There were 26 households, out of which 61.5% had children under the age of 18 living with them, 46.2% were married couples living together, 30.8% had a female householder with no husband present, and 11.5% were non-families. 11.5% of all households were made up of individuals, and none had someone living alone who was 65 years of age or older. The average household size was 4.19 and the average family size was 4.26.

In the city, the age distribution of the population shows 52.3% under the age of 18, 9.2% from 18 to 24, 18.3% from 25 to 44, 17.4% from 45 to 64, and 2.8% who were 65 years of age or older. The median age was 17 years. For every 100 females, there were 98.2 males. For every 100 females age 18 and over, there were 100.0 males.

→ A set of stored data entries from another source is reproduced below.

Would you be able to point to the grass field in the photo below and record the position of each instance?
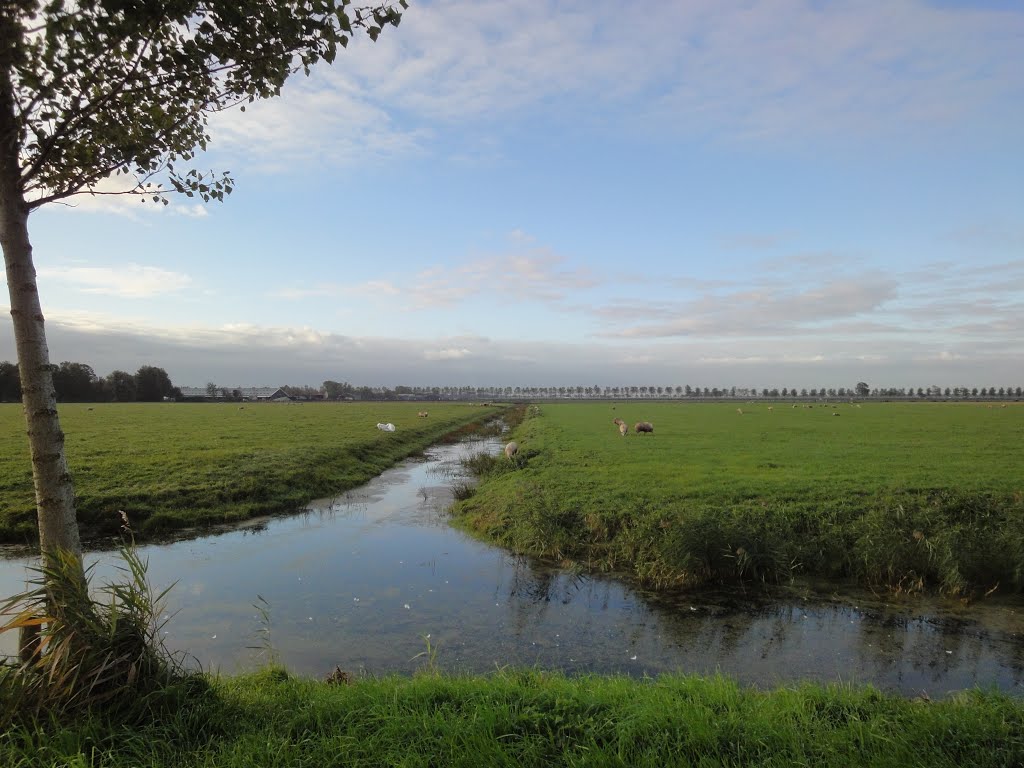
(525, 719)
(175, 465)
(910, 496)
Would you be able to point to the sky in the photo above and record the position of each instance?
(534, 193)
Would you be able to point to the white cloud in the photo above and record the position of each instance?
(245, 353)
(130, 281)
(450, 353)
(534, 273)
(753, 69)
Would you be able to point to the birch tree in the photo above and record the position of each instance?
(91, 89)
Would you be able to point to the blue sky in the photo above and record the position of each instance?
(526, 193)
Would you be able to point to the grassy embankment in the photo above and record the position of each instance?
(909, 496)
(534, 719)
(177, 465)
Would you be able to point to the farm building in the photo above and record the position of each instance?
(263, 394)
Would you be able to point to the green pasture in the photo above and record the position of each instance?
(907, 495)
(523, 719)
(175, 465)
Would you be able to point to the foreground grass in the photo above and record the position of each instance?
(177, 465)
(910, 496)
(534, 719)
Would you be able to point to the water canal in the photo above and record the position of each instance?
(368, 580)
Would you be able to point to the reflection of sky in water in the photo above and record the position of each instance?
(360, 582)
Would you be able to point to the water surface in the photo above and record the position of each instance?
(367, 580)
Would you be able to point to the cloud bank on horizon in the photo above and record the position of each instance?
(774, 194)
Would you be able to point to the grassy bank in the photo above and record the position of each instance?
(177, 465)
(535, 719)
(909, 496)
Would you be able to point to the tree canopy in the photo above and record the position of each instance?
(103, 87)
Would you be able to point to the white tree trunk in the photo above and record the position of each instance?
(54, 492)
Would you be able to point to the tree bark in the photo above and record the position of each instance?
(54, 491)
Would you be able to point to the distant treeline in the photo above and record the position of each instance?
(77, 382)
(335, 390)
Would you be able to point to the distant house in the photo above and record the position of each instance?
(264, 394)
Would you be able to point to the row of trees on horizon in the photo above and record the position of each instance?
(77, 382)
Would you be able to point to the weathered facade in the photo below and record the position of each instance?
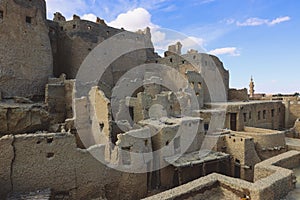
(26, 58)
(134, 135)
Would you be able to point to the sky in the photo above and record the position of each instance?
(259, 38)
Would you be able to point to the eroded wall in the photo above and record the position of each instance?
(39, 161)
(26, 56)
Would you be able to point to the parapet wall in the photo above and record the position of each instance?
(26, 56)
(272, 181)
(238, 95)
(40, 161)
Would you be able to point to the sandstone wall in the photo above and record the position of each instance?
(39, 161)
(268, 115)
(271, 182)
(23, 118)
(238, 95)
(292, 109)
(26, 56)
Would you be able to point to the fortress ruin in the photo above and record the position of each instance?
(180, 133)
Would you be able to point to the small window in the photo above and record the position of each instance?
(177, 144)
(245, 117)
(273, 112)
(28, 20)
(206, 127)
(264, 114)
(199, 85)
(193, 84)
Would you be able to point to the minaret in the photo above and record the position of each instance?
(251, 85)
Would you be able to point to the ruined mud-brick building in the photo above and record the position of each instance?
(132, 134)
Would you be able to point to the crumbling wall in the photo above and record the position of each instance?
(244, 156)
(238, 95)
(267, 144)
(23, 118)
(26, 56)
(292, 112)
(271, 182)
(259, 114)
(39, 161)
(73, 40)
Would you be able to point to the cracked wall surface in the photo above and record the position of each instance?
(40, 161)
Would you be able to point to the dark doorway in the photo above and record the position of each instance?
(233, 120)
(237, 169)
(175, 179)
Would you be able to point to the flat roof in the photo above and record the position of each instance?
(195, 158)
(241, 102)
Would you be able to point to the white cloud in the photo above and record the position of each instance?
(133, 20)
(259, 22)
(67, 8)
(280, 20)
(232, 51)
(89, 17)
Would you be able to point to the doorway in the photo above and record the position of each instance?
(233, 121)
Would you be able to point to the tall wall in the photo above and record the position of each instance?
(215, 85)
(39, 161)
(238, 95)
(259, 114)
(26, 57)
(73, 40)
(292, 112)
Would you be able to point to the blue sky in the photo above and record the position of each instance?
(251, 37)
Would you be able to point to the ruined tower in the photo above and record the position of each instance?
(26, 65)
(251, 85)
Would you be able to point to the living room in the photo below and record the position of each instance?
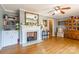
(39, 28)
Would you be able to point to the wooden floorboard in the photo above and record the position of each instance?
(52, 45)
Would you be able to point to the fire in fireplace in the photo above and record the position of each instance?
(31, 36)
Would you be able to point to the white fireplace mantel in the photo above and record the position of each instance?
(23, 34)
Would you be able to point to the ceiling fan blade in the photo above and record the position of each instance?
(62, 12)
(65, 8)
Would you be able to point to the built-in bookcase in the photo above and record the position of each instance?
(72, 24)
(72, 28)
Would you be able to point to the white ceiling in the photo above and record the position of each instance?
(45, 8)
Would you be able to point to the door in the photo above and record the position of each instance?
(50, 27)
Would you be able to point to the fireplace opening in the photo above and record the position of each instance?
(31, 36)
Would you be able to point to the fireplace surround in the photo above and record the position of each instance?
(30, 35)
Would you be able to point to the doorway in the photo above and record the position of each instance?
(50, 28)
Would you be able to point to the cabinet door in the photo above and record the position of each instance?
(9, 38)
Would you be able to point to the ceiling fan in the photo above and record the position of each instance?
(60, 9)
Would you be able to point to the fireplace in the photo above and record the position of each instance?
(31, 36)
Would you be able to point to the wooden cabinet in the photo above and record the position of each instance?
(72, 28)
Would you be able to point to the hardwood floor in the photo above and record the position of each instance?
(50, 46)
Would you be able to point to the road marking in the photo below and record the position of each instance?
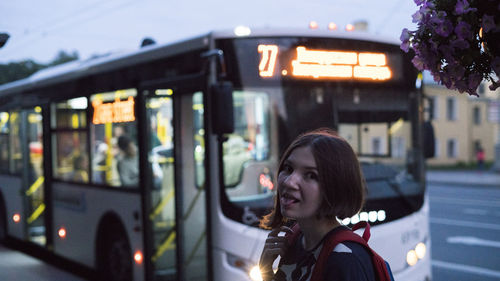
(447, 200)
(466, 268)
(470, 211)
(472, 241)
(465, 223)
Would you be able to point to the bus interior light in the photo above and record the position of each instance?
(16, 217)
(349, 27)
(332, 26)
(242, 30)
(255, 274)
(411, 258)
(421, 249)
(62, 232)
(138, 257)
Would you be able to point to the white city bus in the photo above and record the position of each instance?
(158, 164)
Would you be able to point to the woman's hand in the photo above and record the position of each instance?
(275, 246)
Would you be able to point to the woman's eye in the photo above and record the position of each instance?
(287, 168)
(312, 176)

The median income for a household in the city was $30,750, and the median income for a family was $20,313. Males had a median income of $71,250 versus $21,875 for females. The per capita income for the city was $9,844. There were 32.0% of families and 28.6% of the population living below the poverty line, including 28.2% of under eighteens and 57.1% of those over 64.

==Education==
The Kobuk School, operated by the Northwest Arctic Borough School District, serves the community. As of 2017 it had 44 students, with Alaska Natives making up 100% of the student body.